Automatic DISTINCT

Pony tries to avoid duplicates in a query result by automatically adding the DISTINCT SQL keyword where it is necessary, because useful queries with duplicates are very rare. When someone wants to retrieve objects with a specific criteria, they typically don’t expect that the same object will be returned more than once. Also, avoiding duplicates makes the query result more predictable: you don’t need to filter duplicates out of a query result.

Pony adds the DISCTINCT keyword only when there could be potential duplicates. Let’s consider a couple of examples.

  1. Retrieving objects with a criteria:
  1. Person.select(lambda p: p.age > 20 and p.name == 'John')

In this example, the query doesn’t return duplicates, because the result contains the primary key column of a Person. Since duplicates are not possible here, there is no need in the DISTINCT keyword, and Pony doesn’t add it:

  1. SELECT "p"."id", "p"."name", "p"."age"
  2. FROM "Person" "p"
  3. WHERE "p"."age" > 20
  4. AND "p"."name" = 'John'
  1. Retrieving object attributes:
  1. select(p.name for p in Person)

The result of this query returns not objects, but its attribute. This query result can contain duplicates, so Pony will add DISTINCT to this query:

  1. SELECT DISTINCT "p"."name"
  2. FROM "Person" "p"

The result of a such query typically used for a dropdown list, where duplicates are not expected. It is not easy to come up with a real use-case when you want to have duplicates here.

If you need to count persons with the same name, you’d better use an aggregate query:

  1. select((p.name, count(p)) for p in Person)

But if it is absolutely necessary to get all person’s names, including duplicates, you can do so by using the Query.without_distinct() method:

  1. select(p.name for p in Person).without_distinct()
  1. Retrieving objects using joins:
  1. select(p for p in Person for c in p.cars if c.make in ("Toyota", "Honda"))

This query can contain duplicates, so Pony eliminates them using DISTINCT:

  1. SELECT DISTINCT "p"."id", "p"."name", "p"."age"
  2. FROM "Person" "p", "Car" "c"
  3. WHERE "c"."make" IN ('Toyota', 'Honda')
  4. AND "p"."id" = "c"."owner"

Without using DISTINCT the duplicates are possible, because the query uses two tables (Person and Car), but only one table is used in the SELECT section. The query above returns only persons (and not their cars), and therefore it is typically not desirable to get the same person in the result more than once. We believe that without duplicates the result looks more intuitive.
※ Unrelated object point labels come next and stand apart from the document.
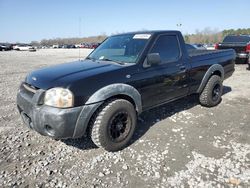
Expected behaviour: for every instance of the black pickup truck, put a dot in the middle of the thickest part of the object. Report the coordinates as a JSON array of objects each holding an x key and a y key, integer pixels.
[
  {"x": 124, "y": 76},
  {"x": 240, "y": 43}
]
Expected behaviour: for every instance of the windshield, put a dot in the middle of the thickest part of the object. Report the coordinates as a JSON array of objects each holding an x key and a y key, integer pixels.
[
  {"x": 121, "y": 48},
  {"x": 245, "y": 39}
]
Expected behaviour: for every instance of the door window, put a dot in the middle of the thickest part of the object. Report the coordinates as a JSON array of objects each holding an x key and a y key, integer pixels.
[{"x": 168, "y": 48}]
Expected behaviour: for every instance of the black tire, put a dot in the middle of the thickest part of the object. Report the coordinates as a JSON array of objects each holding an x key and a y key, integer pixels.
[
  {"x": 113, "y": 125},
  {"x": 211, "y": 95}
]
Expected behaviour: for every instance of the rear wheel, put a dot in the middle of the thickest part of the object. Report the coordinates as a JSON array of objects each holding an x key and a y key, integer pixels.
[
  {"x": 113, "y": 125},
  {"x": 211, "y": 95}
]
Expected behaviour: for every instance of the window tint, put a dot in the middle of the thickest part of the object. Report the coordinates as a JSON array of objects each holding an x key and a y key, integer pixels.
[{"x": 168, "y": 48}]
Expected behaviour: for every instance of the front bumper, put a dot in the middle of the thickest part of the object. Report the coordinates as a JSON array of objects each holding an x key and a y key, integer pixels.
[
  {"x": 242, "y": 55},
  {"x": 51, "y": 121}
]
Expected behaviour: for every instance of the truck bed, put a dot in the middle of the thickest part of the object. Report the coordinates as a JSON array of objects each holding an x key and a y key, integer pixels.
[{"x": 209, "y": 54}]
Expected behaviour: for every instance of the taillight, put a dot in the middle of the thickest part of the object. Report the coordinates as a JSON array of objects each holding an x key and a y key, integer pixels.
[
  {"x": 248, "y": 48},
  {"x": 216, "y": 46}
]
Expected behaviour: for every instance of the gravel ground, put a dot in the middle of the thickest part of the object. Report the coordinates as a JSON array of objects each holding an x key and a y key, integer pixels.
[{"x": 180, "y": 144}]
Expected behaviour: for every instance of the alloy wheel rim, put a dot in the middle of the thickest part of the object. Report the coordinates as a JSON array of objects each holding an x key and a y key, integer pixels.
[{"x": 120, "y": 126}]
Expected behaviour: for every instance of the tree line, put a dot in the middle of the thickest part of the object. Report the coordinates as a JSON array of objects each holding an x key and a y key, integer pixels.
[
  {"x": 206, "y": 36},
  {"x": 209, "y": 36}
]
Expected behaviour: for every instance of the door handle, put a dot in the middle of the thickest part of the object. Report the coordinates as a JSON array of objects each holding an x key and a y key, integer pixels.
[{"x": 183, "y": 68}]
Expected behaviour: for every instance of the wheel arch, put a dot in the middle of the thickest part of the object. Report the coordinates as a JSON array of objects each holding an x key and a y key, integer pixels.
[
  {"x": 123, "y": 91},
  {"x": 215, "y": 69},
  {"x": 119, "y": 91}
]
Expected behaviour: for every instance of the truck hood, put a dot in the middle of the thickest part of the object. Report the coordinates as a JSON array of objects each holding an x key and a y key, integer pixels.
[{"x": 64, "y": 74}]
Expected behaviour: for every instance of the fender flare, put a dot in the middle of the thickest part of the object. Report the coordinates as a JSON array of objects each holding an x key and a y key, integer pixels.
[
  {"x": 117, "y": 89},
  {"x": 210, "y": 71},
  {"x": 97, "y": 99}
]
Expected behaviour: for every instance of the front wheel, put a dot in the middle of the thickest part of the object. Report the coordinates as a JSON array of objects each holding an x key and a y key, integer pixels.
[
  {"x": 114, "y": 125},
  {"x": 211, "y": 95}
]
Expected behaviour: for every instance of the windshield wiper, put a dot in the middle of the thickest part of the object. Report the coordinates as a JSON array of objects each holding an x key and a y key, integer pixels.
[{"x": 115, "y": 61}]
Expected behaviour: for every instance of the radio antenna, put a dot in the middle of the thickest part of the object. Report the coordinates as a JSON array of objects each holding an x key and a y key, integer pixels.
[{"x": 80, "y": 20}]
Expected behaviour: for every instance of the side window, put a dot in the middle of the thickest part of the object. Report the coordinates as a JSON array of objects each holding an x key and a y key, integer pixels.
[{"x": 168, "y": 48}]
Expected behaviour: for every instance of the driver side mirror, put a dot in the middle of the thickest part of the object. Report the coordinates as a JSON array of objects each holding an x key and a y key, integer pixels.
[{"x": 152, "y": 60}]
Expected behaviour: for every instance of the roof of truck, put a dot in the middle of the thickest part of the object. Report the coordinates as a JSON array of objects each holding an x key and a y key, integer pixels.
[{"x": 149, "y": 32}]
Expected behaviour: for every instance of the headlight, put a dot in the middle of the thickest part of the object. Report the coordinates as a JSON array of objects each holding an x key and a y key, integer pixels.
[{"x": 59, "y": 97}]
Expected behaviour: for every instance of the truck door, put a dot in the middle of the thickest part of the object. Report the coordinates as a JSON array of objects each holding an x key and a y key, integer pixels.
[{"x": 172, "y": 74}]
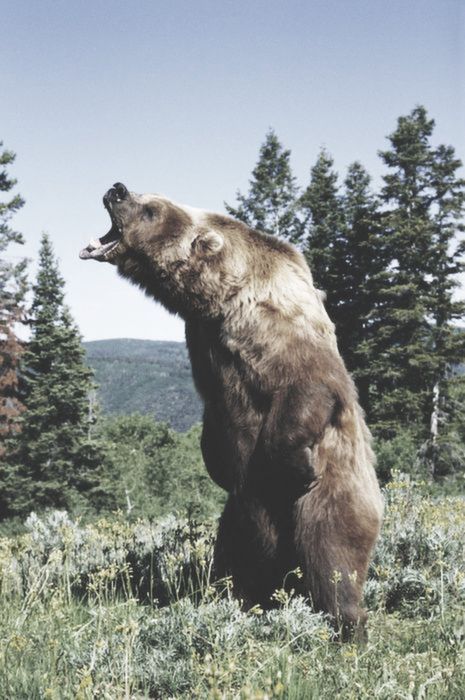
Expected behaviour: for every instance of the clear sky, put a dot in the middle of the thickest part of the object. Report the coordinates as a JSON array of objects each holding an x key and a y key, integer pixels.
[{"x": 176, "y": 96}]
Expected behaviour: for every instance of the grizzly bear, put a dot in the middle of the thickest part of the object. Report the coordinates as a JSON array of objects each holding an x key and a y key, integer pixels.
[{"x": 283, "y": 433}]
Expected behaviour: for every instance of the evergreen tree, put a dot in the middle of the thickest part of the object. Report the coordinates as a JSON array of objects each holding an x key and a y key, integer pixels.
[
  {"x": 443, "y": 451},
  {"x": 60, "y": 460},
  {"x": 401, "y": 351},
  {"x": 271, "y": 205},
  {"x": 361, "y": 262},
  {"x": 12, "y": 295},
  {"x": 12, "y": 291},
  {"x": 414, "y": 345},
  {"x": 323, "y": 222}
]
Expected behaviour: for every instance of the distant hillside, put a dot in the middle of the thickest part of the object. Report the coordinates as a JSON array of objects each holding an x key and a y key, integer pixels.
[{"x": 146, "y": 376}]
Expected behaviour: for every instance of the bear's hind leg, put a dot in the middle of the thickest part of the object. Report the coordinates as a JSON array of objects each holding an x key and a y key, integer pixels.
[
  {"x": 334, "y": 545},
  {"x": 249, "y": 548}
]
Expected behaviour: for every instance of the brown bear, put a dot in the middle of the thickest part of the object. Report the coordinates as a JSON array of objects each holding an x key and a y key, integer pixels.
[{"x": 283, "y": 432}]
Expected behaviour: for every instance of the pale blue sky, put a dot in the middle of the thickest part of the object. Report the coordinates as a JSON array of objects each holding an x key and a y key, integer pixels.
[{"x": 176, "y": 97}]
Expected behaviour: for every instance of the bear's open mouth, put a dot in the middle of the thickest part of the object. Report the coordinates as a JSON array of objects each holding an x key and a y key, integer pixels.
[{"x": 100, "y": 248}]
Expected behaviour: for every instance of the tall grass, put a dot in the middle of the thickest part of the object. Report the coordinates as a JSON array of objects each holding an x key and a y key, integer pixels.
[{"x": 118, "y": 610}]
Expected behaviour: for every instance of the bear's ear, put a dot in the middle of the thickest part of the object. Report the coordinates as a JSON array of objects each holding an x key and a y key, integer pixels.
[{"x": 208, "y": 243}]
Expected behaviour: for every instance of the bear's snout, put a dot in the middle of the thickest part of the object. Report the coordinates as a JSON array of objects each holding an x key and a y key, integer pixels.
[{"x": 116, "y": 193}]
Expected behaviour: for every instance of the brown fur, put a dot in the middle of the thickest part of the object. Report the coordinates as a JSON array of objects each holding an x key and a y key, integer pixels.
[{"x": 283, "y": 432}]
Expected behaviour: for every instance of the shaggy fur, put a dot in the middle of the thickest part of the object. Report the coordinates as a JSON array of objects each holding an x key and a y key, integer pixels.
[{"x": 283, "y": 433}]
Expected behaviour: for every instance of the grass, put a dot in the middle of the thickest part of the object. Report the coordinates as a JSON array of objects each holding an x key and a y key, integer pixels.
[{"x": 126, "y": 610}]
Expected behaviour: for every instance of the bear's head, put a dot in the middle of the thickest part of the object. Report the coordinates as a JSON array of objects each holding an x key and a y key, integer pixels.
[{"x": 180, "y": 255}]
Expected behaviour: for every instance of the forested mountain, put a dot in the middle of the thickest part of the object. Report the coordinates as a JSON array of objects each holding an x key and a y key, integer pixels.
[{"x": 145, "y": 376}]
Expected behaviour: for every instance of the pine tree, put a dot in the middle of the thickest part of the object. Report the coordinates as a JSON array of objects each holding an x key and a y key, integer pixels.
[
  {"x": 361, "y": 263},
  {"x": 271, "y": 205},
  {"x": 443, "y": 451},
  {"x": 323, "y": 222},
  {"x": 414, "y": 344},
  {"x": 401, "y": 350},
  {"x": 12, "y": 311},
  {"x": 12, "y": 292},
  {"x": 59, "y": 458}
]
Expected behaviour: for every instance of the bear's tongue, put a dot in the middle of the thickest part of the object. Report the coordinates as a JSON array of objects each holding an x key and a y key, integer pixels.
[{"x": 98, "y": 248}]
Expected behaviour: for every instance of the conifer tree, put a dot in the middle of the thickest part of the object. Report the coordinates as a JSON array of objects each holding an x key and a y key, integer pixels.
[
  {"x": 442, "y": 451},
  {"x": 12, "y": 311},
  {"x": 415, "y": 346},
  {"x": 271, "y": 205},
  {"x": 12, "y": 292},
  {"x": 362, "y": 263},
  {"x": 59, "y": 458},
  {"x": 323, "y": 222},
  {"x": 401, "y": 351}
]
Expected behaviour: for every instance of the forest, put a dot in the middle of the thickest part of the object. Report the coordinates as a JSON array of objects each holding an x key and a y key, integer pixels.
[{"x": 107, "y": 518}]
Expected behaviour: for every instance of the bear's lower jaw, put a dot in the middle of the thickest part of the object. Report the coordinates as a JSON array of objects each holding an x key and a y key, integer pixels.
[
  {"x": 101, "y": 248},
  {"x": 98, "y": 252}
]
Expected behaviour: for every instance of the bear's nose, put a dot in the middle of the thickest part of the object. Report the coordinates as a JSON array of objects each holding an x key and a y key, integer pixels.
[{"x": 121, "y": 190}]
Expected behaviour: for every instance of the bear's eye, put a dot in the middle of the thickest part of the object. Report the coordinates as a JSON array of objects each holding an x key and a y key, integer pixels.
[{"x": 148, "y": 212}]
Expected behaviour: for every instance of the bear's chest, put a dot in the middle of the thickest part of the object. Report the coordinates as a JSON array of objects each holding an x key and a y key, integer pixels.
[{"x": 219, "y": 374}]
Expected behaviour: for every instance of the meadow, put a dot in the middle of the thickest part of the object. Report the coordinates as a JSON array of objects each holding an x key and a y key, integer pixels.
[{"x": 117, "y": 609}]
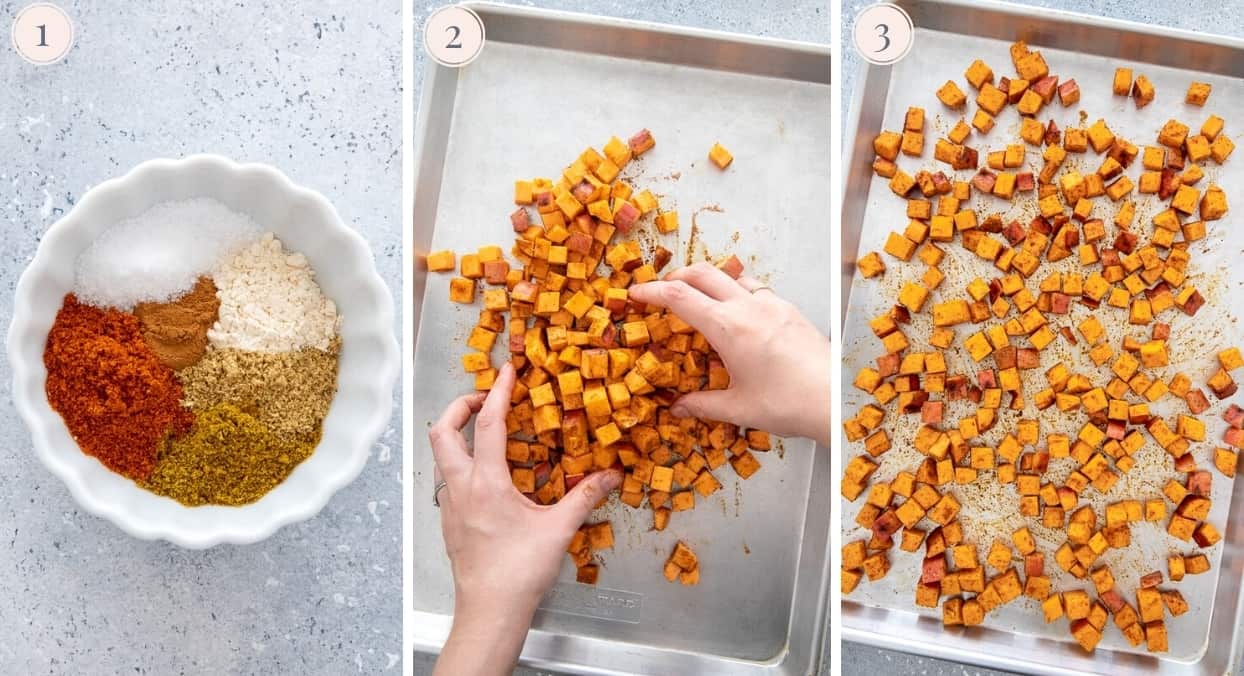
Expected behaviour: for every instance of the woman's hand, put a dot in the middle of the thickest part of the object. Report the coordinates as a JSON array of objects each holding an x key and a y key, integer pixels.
[
  {"x": 504, "y": 549},
  {"x": 779, "y": 362}
]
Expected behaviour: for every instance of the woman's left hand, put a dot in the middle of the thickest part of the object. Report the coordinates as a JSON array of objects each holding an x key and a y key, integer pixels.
[{"x": 504, "y": 549}]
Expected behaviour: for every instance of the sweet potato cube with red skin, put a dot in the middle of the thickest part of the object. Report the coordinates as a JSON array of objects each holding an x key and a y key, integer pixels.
[
  {"x": 641, "y": 142},
  {"x": 683, "y": 557},
  {"x": 933, "y": 569},
  {"x": 1069, "y": 92},
  {"x": 689, "y": 578},
  {"x": 462, "y": 290},
  {"x": 931, "y": 412},
  {"x": 600, "y": 535},
  {"x": 626, "y": 217}
]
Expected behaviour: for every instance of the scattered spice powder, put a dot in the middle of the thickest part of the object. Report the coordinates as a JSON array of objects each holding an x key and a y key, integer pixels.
[
  {"x": 289, "y": 392},
  {"x": 118, "y": 401},
  {"x": 228, "y": 458},
  {"x": 177, "y": 331}
]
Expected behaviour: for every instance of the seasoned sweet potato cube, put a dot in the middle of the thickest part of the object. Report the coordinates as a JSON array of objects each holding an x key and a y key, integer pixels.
[
  {"x": 951, "y": 95},
  {"x": 720, "y": 156}
]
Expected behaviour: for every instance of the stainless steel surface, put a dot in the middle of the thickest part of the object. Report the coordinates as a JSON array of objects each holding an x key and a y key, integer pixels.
[
  {"x": 761, "y": 603},
  {"x": 949, "y": 36}
]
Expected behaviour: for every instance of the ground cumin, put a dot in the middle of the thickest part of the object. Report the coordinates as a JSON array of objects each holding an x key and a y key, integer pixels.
[
  {"x": 118, "y": 401},
  {"x": 228, "y": 458},
  {"x": 289, "y": 392},
  {"x": 177, "y": 331}
]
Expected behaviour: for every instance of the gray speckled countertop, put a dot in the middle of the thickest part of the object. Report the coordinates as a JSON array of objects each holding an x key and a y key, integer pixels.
[
  {"x": 805, "y": 20},
  {"x": 1222, "y": 18},
  {"x": 316, "y": 92}
]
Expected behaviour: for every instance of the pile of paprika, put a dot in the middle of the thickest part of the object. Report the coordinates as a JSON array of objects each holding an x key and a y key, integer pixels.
[{"x": 118, "y": 400}]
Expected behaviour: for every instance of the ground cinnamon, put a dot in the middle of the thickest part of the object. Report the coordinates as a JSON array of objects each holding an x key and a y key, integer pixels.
[
  {"x": 177, "y": 331},
  {"x": 118, "y": 400}
]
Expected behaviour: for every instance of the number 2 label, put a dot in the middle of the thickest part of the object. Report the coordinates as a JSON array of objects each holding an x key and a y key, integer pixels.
[{"x": 453, "y": 36}]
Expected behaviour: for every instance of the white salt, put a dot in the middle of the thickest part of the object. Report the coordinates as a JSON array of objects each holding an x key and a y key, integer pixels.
[
  {"x": 159, "y": 254},
  {"x": 270, "y": 301}
]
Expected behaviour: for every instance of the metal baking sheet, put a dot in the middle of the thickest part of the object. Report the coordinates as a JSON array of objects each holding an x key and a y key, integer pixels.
[
  {"x": 545, "y": 86},
  {"x": 949, "y": 36}
]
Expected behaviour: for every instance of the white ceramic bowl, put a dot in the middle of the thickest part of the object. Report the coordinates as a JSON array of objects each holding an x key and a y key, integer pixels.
[{"x": 342, "y": 262}]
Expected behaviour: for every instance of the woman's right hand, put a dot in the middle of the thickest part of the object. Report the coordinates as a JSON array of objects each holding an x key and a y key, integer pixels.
[{"x": 779, "y": 362}]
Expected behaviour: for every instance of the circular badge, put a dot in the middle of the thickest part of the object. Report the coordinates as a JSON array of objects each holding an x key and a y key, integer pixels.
[
  {"x": 453, "y": 36},
  {"x": 883, "y": 34},
  {"x": 42, "y": 34}
]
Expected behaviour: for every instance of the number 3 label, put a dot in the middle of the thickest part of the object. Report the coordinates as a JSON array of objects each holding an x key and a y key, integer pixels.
[
  {"x": 42, "y": 34},
  {"x": 883, "y": 34},
  {"x": 453, "y": 36}
]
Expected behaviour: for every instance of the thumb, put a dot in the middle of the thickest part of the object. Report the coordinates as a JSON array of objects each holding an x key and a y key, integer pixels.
[
  {"x": 718, "y": 405},
  {"x": 575, "y": 507}
]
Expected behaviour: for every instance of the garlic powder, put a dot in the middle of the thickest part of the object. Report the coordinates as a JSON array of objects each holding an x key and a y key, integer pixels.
[{"x": 270, "y": 301}]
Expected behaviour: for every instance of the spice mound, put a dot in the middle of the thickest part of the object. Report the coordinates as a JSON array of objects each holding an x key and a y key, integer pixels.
[
  {"x": 177, "y": 331},
  {"x": 270, "y": 301},
  {"x": 203, "y": 357},
  {"x": 289, "y": 392},
  {"x": 118, "y": 401},
  {"x": 228, "y": 458}
]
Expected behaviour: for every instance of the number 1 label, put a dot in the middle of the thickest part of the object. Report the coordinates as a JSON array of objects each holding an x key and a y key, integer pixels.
[{"x": 42, "y": 34}]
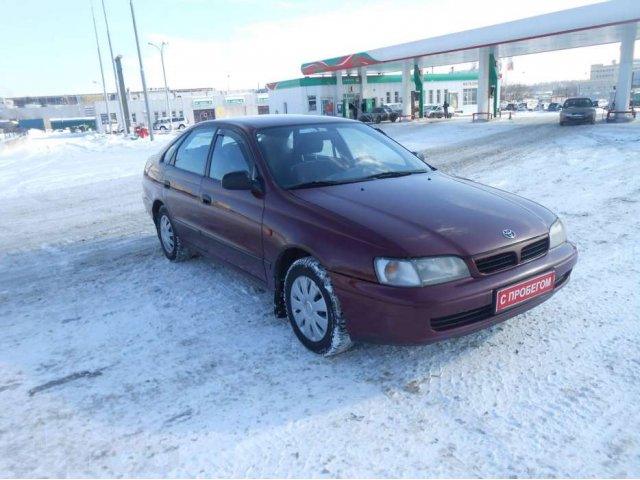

But if for some reason you don’t need to exclude duplicates, you always can add without_distinct() to the query:

  1. select(p for p in Person for c in p.cars
  2. if c.make in ("Toyota", "Honda")).without_distinct()

The user probably would like to see the Person objects duplicates if the query result contains cars owned by each person. In this case the Pony query would be different:

  1. select((p, c) for p in Person for c in p.cars if c.make in ("Toyota", "Honda"))

And in this case Pony will not add the DISTINCT keyword to SQL query.

To summarize:

  1. The principle “all queries do not return duplicates by default” is easy to understand and doesn’t lead to surprises.

  2. Such behavior is what most users want in most cases.

  3. Pony doesn’t add DISTINCT when a query is not supposed to have duplicates.

  4. The query method without_distinct() can be used for forcing Pony do not eliminate duplicates.